Anyone that knows me will know that a main part of my day job since 2013 has been doing marketing for a Forex broker. I have been involved with almost every part of marketing a brokerage since then. Despite that I hadn’t actually traded Forex with real money up until mid-2015, but when I did a new world opened up for me. One that I had been trained for over the preceding couple of years. I learned everything in theory, followed the financial news and traded on demo accounts but nothing would prepare me for trading Forex for real. Its not that trading Forex changed my life or anything but the emotional and psychological side of trading cannot be learned from books or in a classroom. The way you feel when you open a position and the market goes with you or against you is really profound. For those of you that havent traded before here are some of the first things I found out:
- I was willing to leave orders open and allow them to take relatively large losses with the hope the market would come back in my favour.
- I was not willing to leave orders open that were in small amounts of profit because I was afraid the market would turn around and my profitable position would turn to a loss.
- Any plan I had in my mind to react to the market before I opened a position was completely dismissed once the position was open; each time I reacted with 99% emotion.
- My heart dropped into my stomach when the market went against me and I felt like a king when the market went my way.
The reactions mentioned above are based on pure emotions and no logic, specifically with points 1 and 2 above logic would dictate you should have the same reaction whether or not you were going to profit or lose. Needless to say my human emotion clouded my logical judgement and lost me money fast as I was basically not willing to take much profits but was willing to let losses run and they often do run very far. I then realised that if I reversed what I was doing it might work in my favour and I may become profitable. Well, I tried but my emotions always blocked me. I also know that even if that might work in the short run it would come to a point where the losses would outweigh the gains, especially when the odds are against us due to the spread. After some psychological adjustment I often let profits run and they came to a point where I achieved very profitable trades but I let them go too far and the market reversed and I lost the gains. It even came to a point when I felt like whenever I placed an order the market would go the opposite direction. It actually felt like the markets were against me in some illogical kind of way. After some time I became good at spotting when a currency pair was trending. However, half of the time I opened a position in the direction of the trend it kept going but I got out too early or waited too long until the trend reversed on itself, sometimes resulting in a loss. I realised seeing where the market was going is one thing but getting in and out of trades at right time to profit is another.

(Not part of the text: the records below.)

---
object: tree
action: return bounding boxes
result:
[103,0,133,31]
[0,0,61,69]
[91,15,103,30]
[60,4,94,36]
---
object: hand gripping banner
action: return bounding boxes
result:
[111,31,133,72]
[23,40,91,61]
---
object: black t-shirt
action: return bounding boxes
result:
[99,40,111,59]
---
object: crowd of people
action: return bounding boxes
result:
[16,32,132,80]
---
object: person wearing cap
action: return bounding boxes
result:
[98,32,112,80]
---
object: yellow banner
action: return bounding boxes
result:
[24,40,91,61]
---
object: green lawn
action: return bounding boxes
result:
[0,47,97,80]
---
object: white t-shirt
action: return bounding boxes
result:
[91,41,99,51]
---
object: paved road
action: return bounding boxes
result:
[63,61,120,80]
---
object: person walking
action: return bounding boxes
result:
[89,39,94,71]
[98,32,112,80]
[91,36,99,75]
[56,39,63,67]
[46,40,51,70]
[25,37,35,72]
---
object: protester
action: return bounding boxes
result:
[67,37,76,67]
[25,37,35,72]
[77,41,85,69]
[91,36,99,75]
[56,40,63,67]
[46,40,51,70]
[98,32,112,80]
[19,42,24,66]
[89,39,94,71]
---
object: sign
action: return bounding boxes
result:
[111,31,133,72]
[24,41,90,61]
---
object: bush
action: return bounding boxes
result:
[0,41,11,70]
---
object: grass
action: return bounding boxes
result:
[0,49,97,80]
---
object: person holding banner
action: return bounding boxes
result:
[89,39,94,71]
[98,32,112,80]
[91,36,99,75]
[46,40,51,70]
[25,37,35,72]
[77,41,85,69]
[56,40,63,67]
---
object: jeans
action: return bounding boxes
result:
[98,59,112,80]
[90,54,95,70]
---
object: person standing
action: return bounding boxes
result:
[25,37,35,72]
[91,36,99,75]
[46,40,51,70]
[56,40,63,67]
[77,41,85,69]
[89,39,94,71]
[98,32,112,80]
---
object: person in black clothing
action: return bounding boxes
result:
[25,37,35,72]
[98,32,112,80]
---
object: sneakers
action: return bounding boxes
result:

One thing I learned is that trading is tough and everyone has to lose money. In fact over the time I have been trading I actually understand more and more of how much of an amateur I am (despite my in-depth knowledge of how brokers operate). There are plenty of popular indicators such as Bollinger Bands, MACD, RSI, Ichimoku and Moving Average to name just a few, there are also some well recognised chart patterns that can be spotted on different timeframes that can indicate where the market is going. On top of that there is a wealth of economic data releases and also macroeconomic news that affects currencies, equities, commodities and indices – all of which have direct or indirect correlation between them. I sometimes open an order simply based on the chart data in front of me and the minute I do so I suddenly ask myself why didn’t I check the recent economic data related to that currency pair and all news in the relevant region on top of using some indicators. It is at that point when I realise my trade was placed based on a hunch and without taking into consideration important information that is available and that serious institutional market participants use (that influence the market direction). Further to that sometimes I do trade based on all the correct research and still the market does the opposite of what I expected. After all of this emotional turmoil I realised two things. Number one, emotions have no place in trading and number two, the markets quite often do what we dont expect, after all if anyone could predict them they would be rich.
An interesting thing about trading is that although I know the odds are against me and that 90% of traders fail (or so they say) I have a feeling inside me telling me I can do it. Sometimes I listen to that feeling and again get disappointed when I lose, but not enough to make me want to give up. Up until now I have only traded small amounts and my losses only outweigh my gains slightly as I am quite careful so I havent felt the need to quit. Actually, I consider the money I lost well worth it because I have learned so much from the whole process. I have actually taken quite a lot from the experience as it has helped me understand traders better and what they look for in a broker. This is invaluable information in my line of work and it is something I had to take the initiative to do myself. No company training course could do that for me.
There is one question that seriously gets to me though. Would I be able to trade profitably one day if I stuck with it? I know I will never know the answer to that question as I figured out I could make more money spending my time doing something constructive and without the risk of losing money. So, I guess I will never find out!